Sneaky Long Parameters, Hiding in the Hashes

Posted by Ian Whitney on February 19, 2015

Sneaky Long Parameters, hiding in the Hashes

First off, welcome to all new readers. Enough of you have joined in the past two weeks that I feel I should restate the central premise of this whole endeavor: I have no idea what I’m doing. I talked about this in an earlier newsletter about practice, should you want to read more about how I am dumb.

That done, let’s get into the next code smell from Fowler & Beck’s list: Long Parameter List.

Long parameter lists are hard to understand, because they become inconsistent and difficult to use, and because you are forever changing them as you need more data.

Honestly, I think this is largely accepted as a given. At least in the Ruby community. This is driven by testing, I suspect. Brittle tests that require extensive changes every time you change the parameters in your method? No thanks! I only rarely see methods with an arity greater than 3.

In fact, I see a lot of methods with an arity of 1 or 2. They look like this

def be_awesome(options = {})
  foo = options[:bar]
  baz = options.fetch(:bat, false)
  #... etc, for many many lines
end

Who knows how many parameters are hiding in options. Yes, even with arity 1 a method can still have Long Parameter List. Yes, using a hash saves you the trouble of remembering the exact order of your parameters. And it lets you choose what to do with missing parameters. But on the other hand, a hash isn’t that different from an elevator in a spooky story – there’s always room for one more.

And each parameter you stick in there is totally hidden. I can’t look at the signature for that method and tell what parameters are required, which are optional or even what’s allowed. And the complexity only increases if your method accepts two parameter hashes.

Long Parameter List usually points to an unidentified collaborator. If you haven’t looked at this week’s Design is Refactoring post, the final code solution shows one fix to this problem: extract those parameters out to to an object. I only went so far as extracting out the configuration to an OpenStruct, but you could go as far as moving config into its own independent class. You probably should, since OpenStruct responds to everything, which sometimes introduces weird surprises.

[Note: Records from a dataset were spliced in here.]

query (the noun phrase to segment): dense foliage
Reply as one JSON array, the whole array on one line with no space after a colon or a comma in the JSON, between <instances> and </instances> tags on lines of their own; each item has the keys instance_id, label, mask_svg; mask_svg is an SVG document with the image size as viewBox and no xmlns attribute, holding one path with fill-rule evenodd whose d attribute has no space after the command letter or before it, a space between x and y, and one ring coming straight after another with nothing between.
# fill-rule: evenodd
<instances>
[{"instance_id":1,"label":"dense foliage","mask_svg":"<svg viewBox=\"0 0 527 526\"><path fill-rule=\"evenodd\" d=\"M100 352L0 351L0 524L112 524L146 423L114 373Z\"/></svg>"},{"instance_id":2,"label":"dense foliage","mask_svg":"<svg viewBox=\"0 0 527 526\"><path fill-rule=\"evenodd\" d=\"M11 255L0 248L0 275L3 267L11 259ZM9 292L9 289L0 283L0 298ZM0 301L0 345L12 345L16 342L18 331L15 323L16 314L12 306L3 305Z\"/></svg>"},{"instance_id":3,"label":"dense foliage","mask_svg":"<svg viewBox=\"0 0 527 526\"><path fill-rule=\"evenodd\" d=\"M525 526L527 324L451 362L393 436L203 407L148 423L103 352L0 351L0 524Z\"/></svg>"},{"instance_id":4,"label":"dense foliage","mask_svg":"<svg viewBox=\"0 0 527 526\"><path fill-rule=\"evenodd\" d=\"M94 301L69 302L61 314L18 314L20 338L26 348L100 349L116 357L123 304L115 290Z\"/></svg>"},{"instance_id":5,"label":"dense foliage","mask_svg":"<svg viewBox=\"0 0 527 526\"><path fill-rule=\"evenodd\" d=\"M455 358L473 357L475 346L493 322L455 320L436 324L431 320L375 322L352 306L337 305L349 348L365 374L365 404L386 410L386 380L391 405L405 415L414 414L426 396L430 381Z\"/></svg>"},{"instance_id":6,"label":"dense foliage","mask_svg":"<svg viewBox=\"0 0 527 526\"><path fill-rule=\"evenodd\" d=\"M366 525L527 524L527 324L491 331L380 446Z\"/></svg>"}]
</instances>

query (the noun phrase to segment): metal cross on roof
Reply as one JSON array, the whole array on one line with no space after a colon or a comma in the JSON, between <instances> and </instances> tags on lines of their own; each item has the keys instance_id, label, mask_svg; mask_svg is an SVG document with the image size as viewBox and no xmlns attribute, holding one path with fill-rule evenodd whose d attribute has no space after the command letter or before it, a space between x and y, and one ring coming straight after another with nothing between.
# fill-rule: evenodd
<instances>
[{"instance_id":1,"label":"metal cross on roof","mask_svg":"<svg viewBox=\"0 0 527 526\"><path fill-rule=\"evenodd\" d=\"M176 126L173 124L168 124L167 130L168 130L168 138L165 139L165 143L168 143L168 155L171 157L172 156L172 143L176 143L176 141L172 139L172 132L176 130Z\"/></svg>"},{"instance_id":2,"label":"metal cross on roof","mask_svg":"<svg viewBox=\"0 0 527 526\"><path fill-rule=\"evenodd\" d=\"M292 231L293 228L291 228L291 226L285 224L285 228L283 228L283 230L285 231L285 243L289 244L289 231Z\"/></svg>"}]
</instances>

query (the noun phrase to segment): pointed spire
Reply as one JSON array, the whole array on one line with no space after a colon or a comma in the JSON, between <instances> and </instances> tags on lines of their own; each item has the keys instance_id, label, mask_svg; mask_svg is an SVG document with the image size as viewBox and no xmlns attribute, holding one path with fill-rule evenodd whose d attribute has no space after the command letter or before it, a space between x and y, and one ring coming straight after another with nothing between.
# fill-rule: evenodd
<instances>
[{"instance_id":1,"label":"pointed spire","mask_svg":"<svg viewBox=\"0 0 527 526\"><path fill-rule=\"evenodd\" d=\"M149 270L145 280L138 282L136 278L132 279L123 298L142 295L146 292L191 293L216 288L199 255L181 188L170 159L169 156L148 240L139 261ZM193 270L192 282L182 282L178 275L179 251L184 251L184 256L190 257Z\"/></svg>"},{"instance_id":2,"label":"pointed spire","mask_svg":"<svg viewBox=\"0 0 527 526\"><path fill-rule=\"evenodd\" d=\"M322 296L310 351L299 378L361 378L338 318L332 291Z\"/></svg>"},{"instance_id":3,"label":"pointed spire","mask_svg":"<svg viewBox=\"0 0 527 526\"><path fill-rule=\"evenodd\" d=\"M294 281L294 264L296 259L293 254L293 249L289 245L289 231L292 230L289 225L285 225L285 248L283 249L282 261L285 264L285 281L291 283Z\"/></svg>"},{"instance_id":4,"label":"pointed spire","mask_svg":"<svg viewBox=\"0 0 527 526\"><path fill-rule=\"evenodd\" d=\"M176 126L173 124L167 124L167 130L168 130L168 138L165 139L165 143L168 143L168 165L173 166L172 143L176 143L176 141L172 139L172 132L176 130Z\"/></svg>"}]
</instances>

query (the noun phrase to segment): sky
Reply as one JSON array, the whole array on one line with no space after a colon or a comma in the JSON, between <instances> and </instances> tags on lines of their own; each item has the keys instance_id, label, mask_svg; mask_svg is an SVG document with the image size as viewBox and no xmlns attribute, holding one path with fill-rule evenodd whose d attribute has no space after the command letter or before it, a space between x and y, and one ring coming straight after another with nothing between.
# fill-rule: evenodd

My approach most closely matches the Introduce Parameter Object pattern in Refactoring (p. 295). I took all of the parameters, bundled them into their own object and simply passed the object to the method. But that’s not the only way to solve the problem. I could have solved my beer problem this way:

class BeerSong < SimpleDelegator
  def initialize
    __setobj__ (SongFactory.build(self))
  end

  def max_bottles
    99
  end

  def min_bottles
    0
  end
  #...and so on
end

This approach is the Preserve Whole Object pattern (p. 288). Instead of passing in a new object with the parameter methods, I’ve added the parameter methods to myself and can just pass myself in.

There’s even a third fix to Long Parameter List, Replace Parameter with Method (p. 292). If my BeerSong code did:

class BeerSong
  def initialize
    SongFactory.new(self, drink_name)
  end

  def drink_name
    self.class.to_s.sub("Song","")
  end
end

class SongFactory
  def initialize(song, drink_name)
    @song = song
    @drink_name = drink_name
  end
end

There’s no good reason to pass drink_name as a parameter. In Replace Parameter with Method, we’d change the code to:

class BeerSong
  def initialize
    SongFactory.new(self)
  end
end

class SongFactory
  def initialize(song)
    @song = song
    @drink_name = @song.drink_name
  end
end

Short parameter lists! Good for you, good for your code, good for anyone who has to work with your code. Think about it, won’t you?

Links?

Nope. I wish I had exciting links for you this week, but I do not. I think 3 different plagues have visited my house in the last week, so I have not been finding the fun links that I normally would.